IJBI

When The Investor’s Mind Breaks Rationality Cognitive Biases And Investment Decisions – Evidence From Mongolia Using A PLS-SEM Approach

AUTHOR: Ankhbileg KhurelbaatarEnkhbayar ChoijilBayansan Purev
PUBLISHED IN: Volume 6 Issue 1
KEYWORDS:Cognitive Biases; Financial Literacy; Investor Sentiment; Investment Decision-Making; Emerging Markets; Mongolia

ABSTRACT

This study explores how cognitive biases shape investment decision-making by explicitly examining the mediating roles of financial literacy and investor sentiment within an emerging market environment. Drawing on primary survey data from 529 individual investors in Mongolia collected in 2025, the analysis employs Partial Least Squares Structural Equation Modeling (PLS-SEM) to evaluate both direct and indirect behavioral relationships. The findings indicate that cognitive biases do not influence investment decisions in a uniform manner. Anchoring bias and availability bias show no significant direct or mediated effects through financial literacy or investor sentiment, suggesting that these heuristics function mainly as context-dependent judgmental shortcuts. In contrast, mental accounting and representativeness bias exert statistically significant indirect effects on investment decision-making through both cognitive and affective channels.

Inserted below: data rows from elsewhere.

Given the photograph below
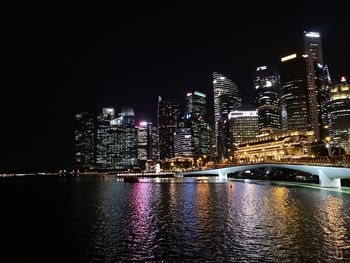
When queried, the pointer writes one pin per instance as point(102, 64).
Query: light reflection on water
point(198, 220)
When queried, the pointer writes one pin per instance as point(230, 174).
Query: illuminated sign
point(268, 83)
point(188, 116)
point(289, 57)
point(143, 123)
point(312, 34)
point(261, 68)
point(199, 94)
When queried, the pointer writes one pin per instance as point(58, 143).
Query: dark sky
point(61, 63)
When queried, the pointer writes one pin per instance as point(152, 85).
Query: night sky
point(63, 63)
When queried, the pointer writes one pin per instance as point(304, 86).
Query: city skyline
point(68, 66)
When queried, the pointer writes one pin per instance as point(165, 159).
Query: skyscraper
point(313, 46)
point(316, 88)
point(295, 111)
point(129, 157)
point(226, 99)
point(168, 117)
point(183, 143)
point(105, 140)
point(267, 100)
point(339, 113)
point(196, 103)
point(147, 141)
point(195, 119)
point(244, 126)
point(85, 141)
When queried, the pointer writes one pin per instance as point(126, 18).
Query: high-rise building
point(267, 100)
point(317, 89)
point(339, 113)
point(196, 103)
point(142, 141)
point(244, 126)
point(183, 143)
point(130, 137)
point(147, 141)
point(313, 46)
point(226, 99)
point(105, 140)
point(295, 113)
point(85, 141)
point(195, 119)
point(168, 116)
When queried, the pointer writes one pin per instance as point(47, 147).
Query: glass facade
point(226, 99)
point(339, 113)
point(266, 86)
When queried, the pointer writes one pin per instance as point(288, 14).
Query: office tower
point(317, 89)
point(295, 113)
point(142, 141)
point(339, 113)
point(85, 141)
point(313, 46)
point(196, 103)
point(267, 100)
point(129, 158)
point(105, 140)
point(244, 126)
point(183, 144)
point(323, 87)
point(168, 115)
point(195, 118)
point(226, 99)
point(147, 141)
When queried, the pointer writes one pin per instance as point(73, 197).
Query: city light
point(288, 57)
point(312, 34)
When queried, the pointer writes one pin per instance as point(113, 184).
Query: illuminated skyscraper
point(168, 117)
point(267, 99)
point(183, 143)
point(129, 156)
point(339, 112)
point(295, 111)
point(196, 103)
point(313, 46)
point(318, 90)
point(226, 99)
point(105, 140)
point(244, 126)
point(147, 141)
point(195, 119)
point(85, 141)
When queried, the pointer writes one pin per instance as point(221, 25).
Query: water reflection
point(182, 220)
point(141, 230)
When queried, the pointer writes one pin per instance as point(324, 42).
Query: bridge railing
point(320, 161)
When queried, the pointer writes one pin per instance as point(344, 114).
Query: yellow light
point(289, 57)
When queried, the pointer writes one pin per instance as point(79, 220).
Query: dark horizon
point(59, 65)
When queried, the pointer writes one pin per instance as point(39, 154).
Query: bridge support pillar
point(222, 177)
point(325, 181)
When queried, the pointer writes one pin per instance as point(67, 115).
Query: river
point(103, 219)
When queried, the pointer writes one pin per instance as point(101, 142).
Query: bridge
point(328, 176)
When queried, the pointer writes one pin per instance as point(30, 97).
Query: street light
point(328, 145)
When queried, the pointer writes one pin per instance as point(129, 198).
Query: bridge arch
point(328, 176)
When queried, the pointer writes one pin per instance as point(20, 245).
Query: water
point(88, 219)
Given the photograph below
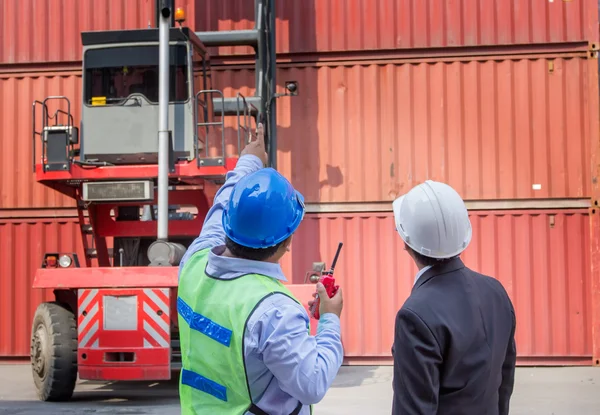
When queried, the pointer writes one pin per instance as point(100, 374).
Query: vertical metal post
point(271, 102)
point(163, 121)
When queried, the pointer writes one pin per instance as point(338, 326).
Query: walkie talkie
point(329, 282)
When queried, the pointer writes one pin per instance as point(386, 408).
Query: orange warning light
point(180, 15)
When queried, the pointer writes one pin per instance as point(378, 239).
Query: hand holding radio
point(328, 291)
point(326, 304)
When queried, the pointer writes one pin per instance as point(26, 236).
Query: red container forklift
point(151, 140)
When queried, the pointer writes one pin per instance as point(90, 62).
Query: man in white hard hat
point(454, 348)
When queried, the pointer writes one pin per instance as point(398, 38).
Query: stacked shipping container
point(499, 99)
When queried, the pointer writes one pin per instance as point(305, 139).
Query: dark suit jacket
point(454, 348)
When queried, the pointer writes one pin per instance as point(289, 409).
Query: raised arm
point(304, 365)
point(253, 158)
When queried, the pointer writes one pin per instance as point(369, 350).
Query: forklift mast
point(142, 165)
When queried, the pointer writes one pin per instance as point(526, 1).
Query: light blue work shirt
point(283, 362)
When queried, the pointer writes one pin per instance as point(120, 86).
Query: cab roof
point(140, 36)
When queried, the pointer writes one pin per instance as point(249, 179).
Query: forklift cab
point(120, 114)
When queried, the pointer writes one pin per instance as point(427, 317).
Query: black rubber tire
point(54, 352)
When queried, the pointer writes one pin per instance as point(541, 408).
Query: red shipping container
point(507, 129)
point(52, 33)
point(23, 243)
point(541, 257)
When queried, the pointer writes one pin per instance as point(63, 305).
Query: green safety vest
point(212, 316)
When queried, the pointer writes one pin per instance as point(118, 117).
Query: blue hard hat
point(263, 210)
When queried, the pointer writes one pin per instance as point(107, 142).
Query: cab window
point(116, 73)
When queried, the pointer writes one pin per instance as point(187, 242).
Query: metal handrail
point(247, 116)
point(208, 124)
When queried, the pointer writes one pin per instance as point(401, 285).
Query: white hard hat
point(433, 220)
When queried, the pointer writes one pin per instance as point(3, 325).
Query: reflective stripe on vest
point(212, 315)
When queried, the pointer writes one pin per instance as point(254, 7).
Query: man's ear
point(288, 243)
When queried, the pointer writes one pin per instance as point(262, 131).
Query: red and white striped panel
point(156, 320)
point(89, 317)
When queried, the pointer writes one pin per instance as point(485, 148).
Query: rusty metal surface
point(541, 258)
point(509, 129)
point(310, 26)
point(307, 26)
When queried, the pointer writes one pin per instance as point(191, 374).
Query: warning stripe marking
point(154, 314)
point(156, 327)
point(88, 324)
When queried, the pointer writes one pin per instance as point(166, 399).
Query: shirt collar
point(223, 267)
point(421, 272)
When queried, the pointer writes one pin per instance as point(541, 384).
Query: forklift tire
point(54, 352)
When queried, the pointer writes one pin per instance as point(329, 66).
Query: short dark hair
point(254, 254)
point(425, 260)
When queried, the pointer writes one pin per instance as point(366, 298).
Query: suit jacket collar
point(439, 269)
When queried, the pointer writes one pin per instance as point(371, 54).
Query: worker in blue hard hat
point(245, 339)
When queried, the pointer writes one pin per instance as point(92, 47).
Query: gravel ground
point(357, 390)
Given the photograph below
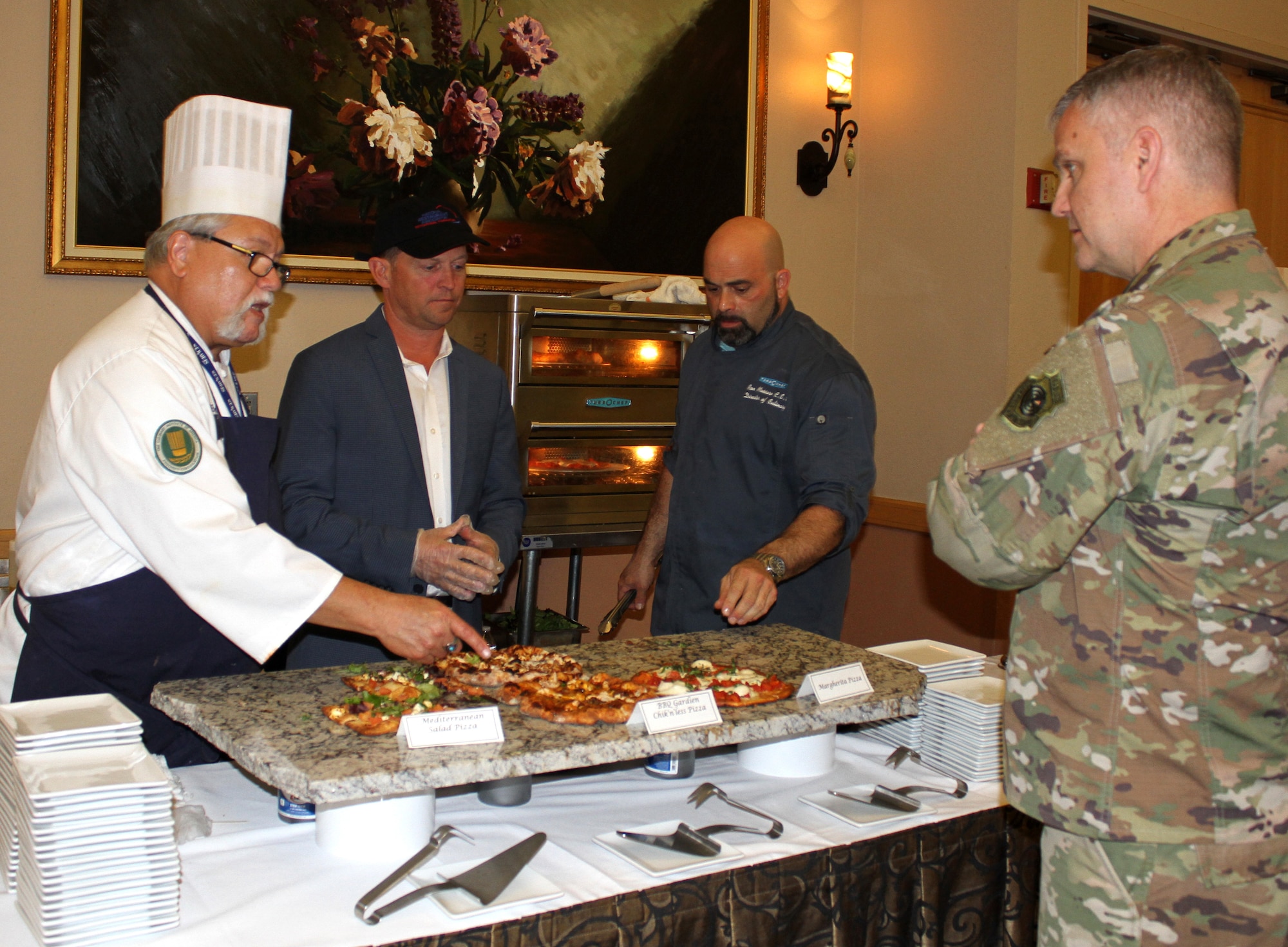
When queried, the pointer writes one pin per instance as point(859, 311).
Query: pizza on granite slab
point(384, 698)
point(732, 685)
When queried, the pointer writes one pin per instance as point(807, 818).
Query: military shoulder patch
point(1034, 399)
point(177, 447)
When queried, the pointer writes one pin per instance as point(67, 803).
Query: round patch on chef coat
point(178, 447)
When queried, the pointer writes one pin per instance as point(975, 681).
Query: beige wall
point(925, 263)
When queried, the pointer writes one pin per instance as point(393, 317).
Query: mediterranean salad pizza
point(384, 698)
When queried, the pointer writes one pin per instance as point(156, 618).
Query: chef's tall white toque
point(225, 156)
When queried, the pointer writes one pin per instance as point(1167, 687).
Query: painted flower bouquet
point(459, 126)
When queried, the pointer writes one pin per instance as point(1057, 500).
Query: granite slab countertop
point(274, 727)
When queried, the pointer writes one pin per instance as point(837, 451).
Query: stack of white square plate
point(963, 727)
point(905, 731)
point(934, 659)
point(97, 849)
point(46, 726)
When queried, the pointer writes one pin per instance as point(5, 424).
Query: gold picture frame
point(64, 255)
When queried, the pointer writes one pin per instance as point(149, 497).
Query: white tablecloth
point(257, 881)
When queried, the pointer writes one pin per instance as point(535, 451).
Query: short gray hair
point(199, 224)
point(1184, 89)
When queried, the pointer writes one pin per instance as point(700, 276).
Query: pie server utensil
point(683, 839)
point(436, 842)
point(709, 789)
point(883, 797)
point(485, 882)
point(614, 618)
point(904, 753)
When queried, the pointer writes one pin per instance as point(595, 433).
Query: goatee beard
point(743, 333)
point(232, 327)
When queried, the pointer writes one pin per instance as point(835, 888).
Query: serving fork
point(436, 842)
point(709, 789)
point(900, 798)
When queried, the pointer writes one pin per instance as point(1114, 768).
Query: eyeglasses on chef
point(260, 264)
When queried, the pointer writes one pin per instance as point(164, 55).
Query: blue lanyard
point(236, 408)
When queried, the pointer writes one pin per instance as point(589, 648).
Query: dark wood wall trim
point(898, 514)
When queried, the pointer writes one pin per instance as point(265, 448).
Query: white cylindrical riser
point(791, 757)
point(379, 829)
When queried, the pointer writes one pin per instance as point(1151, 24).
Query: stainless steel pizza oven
point(594, 385)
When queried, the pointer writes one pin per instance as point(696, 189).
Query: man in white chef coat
point(145, 549)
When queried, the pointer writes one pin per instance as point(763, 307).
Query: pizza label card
point(453, 729)
point(668, 715)
point(837, 684)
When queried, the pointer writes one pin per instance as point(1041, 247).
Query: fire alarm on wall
point(1041, 188)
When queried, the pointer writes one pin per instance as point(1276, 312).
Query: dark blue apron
point(127, 635)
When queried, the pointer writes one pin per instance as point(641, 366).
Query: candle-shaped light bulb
point(840, 68)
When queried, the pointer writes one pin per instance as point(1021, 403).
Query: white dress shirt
point(431, 402)
point(96, 503)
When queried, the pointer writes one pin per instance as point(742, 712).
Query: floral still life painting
point(574, 136)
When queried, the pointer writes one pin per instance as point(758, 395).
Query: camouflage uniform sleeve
point(1013, 509)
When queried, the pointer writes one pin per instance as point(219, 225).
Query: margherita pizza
point(734, 686)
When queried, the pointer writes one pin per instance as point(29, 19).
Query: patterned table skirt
point(969, 882)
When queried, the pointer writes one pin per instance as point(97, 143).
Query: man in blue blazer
point(399, 460)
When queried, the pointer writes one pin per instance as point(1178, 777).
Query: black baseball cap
point(422, 228)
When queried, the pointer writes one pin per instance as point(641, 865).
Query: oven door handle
point(645, 317)
point(601, 425)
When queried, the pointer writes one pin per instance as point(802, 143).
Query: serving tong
point(436, 842)
point(699, 841)
point(900, 798)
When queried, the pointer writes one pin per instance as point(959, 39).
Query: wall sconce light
point(813, 164)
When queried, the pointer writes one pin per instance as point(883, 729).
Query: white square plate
point(83, 713)
point(527, 888)
point(925, 653)
point(137, 891)
point(74, 774)
point(982, 691)
point(108, 882)
point(661, 861)
point(861, 815)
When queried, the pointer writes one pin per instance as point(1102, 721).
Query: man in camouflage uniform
point(1135, 485)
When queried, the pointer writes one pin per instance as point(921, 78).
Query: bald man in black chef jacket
point(768, 475)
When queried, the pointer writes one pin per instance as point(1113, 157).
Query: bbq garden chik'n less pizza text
point(732, 685)
point(540, 684)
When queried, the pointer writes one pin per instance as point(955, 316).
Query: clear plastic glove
point(637, 576)
point(463, 570)
point(746, 592)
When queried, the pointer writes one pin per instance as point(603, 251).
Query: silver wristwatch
point(773, 565)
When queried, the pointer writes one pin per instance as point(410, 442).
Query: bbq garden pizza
point(732, 685)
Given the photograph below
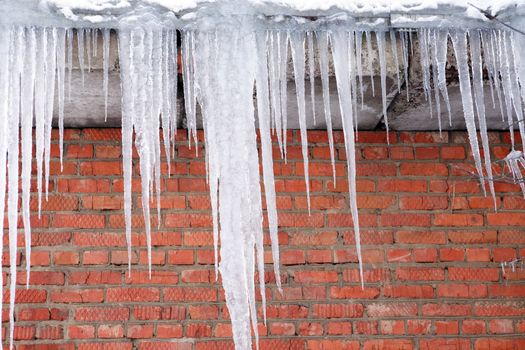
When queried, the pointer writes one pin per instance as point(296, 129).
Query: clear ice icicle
point(380, 36)
point(80, 48)
point(339, 50)
point(368, 38)
point(263, 113)
point(15, 52)
point(393, 43)
point(297, 45)
point(322, 42)
point(440, 61)
point(479, 99)
point(459, 41)
point(26, 118)
point(4, 115)
point(61, 72)
point(105, 68)
point(311, 68)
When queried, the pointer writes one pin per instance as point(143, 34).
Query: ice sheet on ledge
point(108, 13)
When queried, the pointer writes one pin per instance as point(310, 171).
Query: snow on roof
point(110, 12)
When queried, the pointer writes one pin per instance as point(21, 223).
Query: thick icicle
point(88, 42)
point(128, 105)
point(50, 66)
point(61, 72)
point(359, 63)
point(479, 99)
point(504, 72)
point(459, 41)
point(440, 61)
point(297, 45)
point(322, 42)
point(432, 39)
point(80, 48)
point(393, 43)
point(380, 36)
point(233, 129)
point(311, 68)
point(340, 49)
point(422, 37)
point(282, 49)
point(368, 38)
point(105, 54)
point(4, 132)
point(404, 49)
point(26, 116)
point(15, 52)
point(275, 88)
point(40, 109)
point(69, 34)
point(263, 113)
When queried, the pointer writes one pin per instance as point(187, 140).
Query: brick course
point(432, 245)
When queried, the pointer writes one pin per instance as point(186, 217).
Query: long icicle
point(339, 50)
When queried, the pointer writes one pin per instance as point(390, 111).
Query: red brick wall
point(432, 247)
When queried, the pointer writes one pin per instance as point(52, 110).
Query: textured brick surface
point(432, 245)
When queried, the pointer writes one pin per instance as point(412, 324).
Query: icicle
point(143, 127)
point(297, 45)
point(311, 66)
point(128, 103)
point(440, 61)
point(493, 61)
point(282, 47)
point(50, 66)
point(425, 66)
point(504, 72)
point(368, 38)
point(173, 83)
point(61, 72)
point(156, 108)
point(94, 36)
point(233, 128)
point(5, 51)
point(513, 59)
point(69, 34)
point(275, 88)
point(359, 63)
point(353, 77)
point(514, 160)
point(479, 99)
point(393, 42)
point(404, 49)
point(263, 112)
point(40, 109)
point(380, 36)
point(80, 48)
point(322, 41)
point(105, 54)
point(339, 49)
point(459, 41)
point(15, 53)
point(432, 41)
point(26, 116)
point(189, 94)
point(88, 42)
point(488, 64)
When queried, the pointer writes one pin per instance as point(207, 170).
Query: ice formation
point(37, 68)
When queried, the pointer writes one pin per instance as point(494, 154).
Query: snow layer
point(91, 12)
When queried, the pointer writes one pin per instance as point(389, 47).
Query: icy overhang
point(180, 13)
point(87, 106)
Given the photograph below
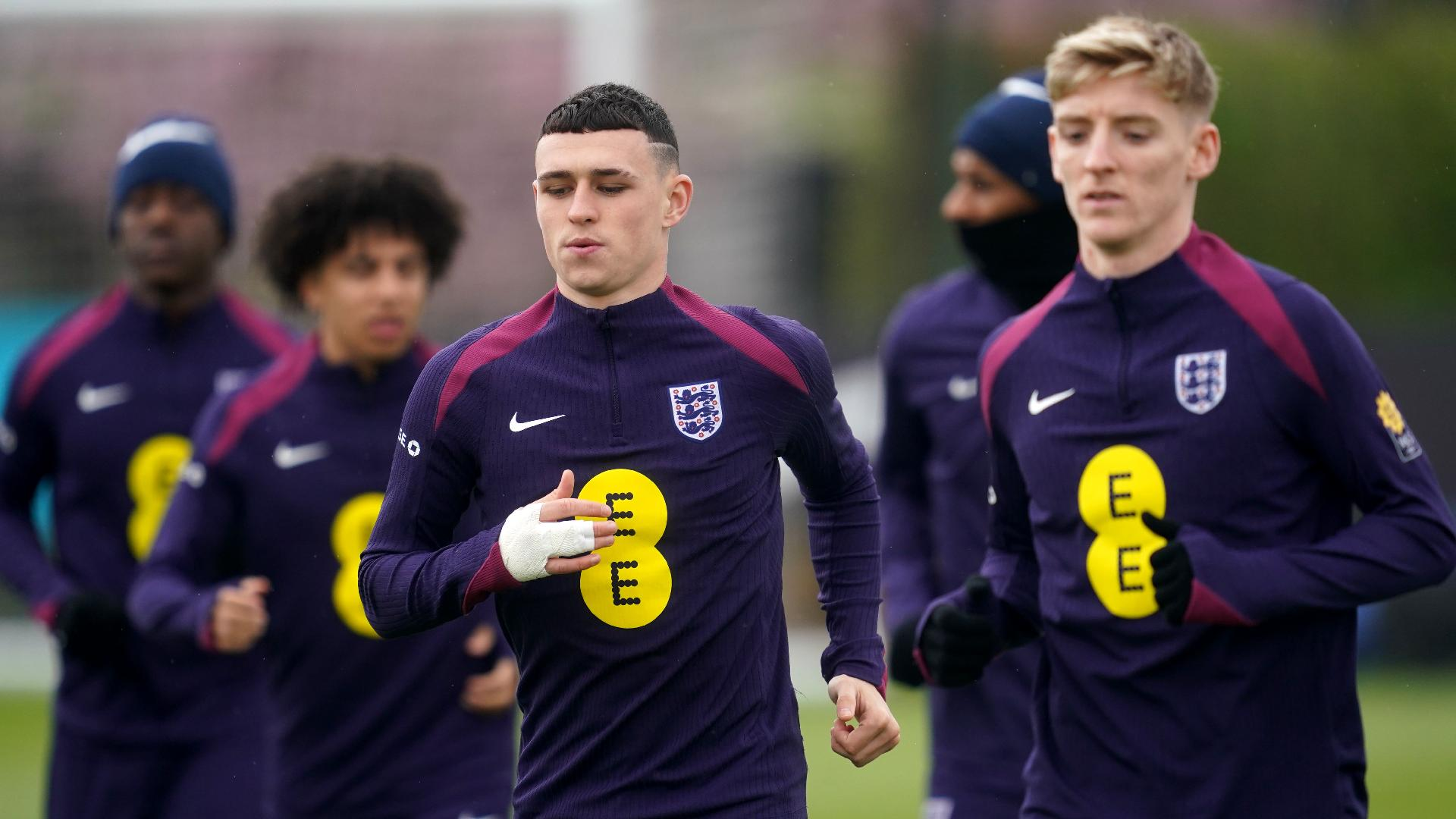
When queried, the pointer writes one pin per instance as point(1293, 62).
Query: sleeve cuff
point(202, 620)
point(1210, 569)
point(865, 672)
point(488, 579)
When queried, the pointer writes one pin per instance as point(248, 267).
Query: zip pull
point(1126, 353)
point(604, 322)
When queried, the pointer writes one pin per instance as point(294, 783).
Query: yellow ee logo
point(350, 534)
point(632, 583)
point(150, 475)
point(1117, 485)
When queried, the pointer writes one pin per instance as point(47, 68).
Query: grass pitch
point(1410, 720)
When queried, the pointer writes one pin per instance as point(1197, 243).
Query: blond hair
point(1119, 46)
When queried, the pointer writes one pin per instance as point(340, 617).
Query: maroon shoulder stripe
point(71, 335)
point(1011, 338)
point(265, 333)
point(506, 337)
point(275, 384)
point(737, 333)
point(1245, 290)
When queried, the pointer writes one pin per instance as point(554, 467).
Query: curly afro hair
point(318, 213)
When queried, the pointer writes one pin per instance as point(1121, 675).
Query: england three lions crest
point(698, 409)
point(1200, 379)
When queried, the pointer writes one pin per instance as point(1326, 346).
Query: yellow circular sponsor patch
point(150, 475)
point(350, 534)
point(1117, 485)
point(632, 583)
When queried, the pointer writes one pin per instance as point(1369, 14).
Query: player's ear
point(1052, 150)
point(1207, 145)
point(679, 197)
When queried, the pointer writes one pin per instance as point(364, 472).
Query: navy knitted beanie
point(175, 149)
point(1009, 129)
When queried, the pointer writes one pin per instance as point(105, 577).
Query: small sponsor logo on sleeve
point(411, 447)
point(194, 474)
point(1395, 426)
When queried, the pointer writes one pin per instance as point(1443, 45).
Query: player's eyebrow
point(595, 172)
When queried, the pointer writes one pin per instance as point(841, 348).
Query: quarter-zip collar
point(1147, 297)
point(155, 325)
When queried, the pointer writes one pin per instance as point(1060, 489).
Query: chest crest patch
point(1200, 379)
point(698, 409)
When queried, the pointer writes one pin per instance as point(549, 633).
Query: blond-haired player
point(1178, 435)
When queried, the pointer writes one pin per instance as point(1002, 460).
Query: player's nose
point(582, 207)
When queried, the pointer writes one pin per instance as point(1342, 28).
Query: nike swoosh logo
point(92, 398)
point(1038, 406)
point(289, 457)
point(519, 426)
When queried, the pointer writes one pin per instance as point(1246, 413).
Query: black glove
point(902, 654)
point(956, 646)
point(92, 627)
point(1172, 570)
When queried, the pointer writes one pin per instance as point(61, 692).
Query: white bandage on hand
point(528, 542)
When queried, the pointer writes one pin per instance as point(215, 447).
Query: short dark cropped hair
point(318, 213)
point(612, 107)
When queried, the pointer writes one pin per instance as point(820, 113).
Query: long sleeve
point(843, 513)
point(1011, 558)
point(175, 588)
point(27, 457)
point(1404, 538)
point(905, 503)
point(413, 576)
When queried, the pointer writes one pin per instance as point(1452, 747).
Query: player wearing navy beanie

Financial literacy and investor sentiment emerge as key determinants of decision quality, highlighting the importance of knowledge-based capacity and psychological factors in shaping investor behavior. By modeling behavioral transmission mechanisms rather than focusing solely on bias existence, the study offers a more nuanced explanation of how investor rationality is constrained and reinforced. The results provide novel empirical evidence from Mongolia and contribute to behavioral finance research by clarifying the conditions under which cognitive biases become decision-relevant in emerging financial markets.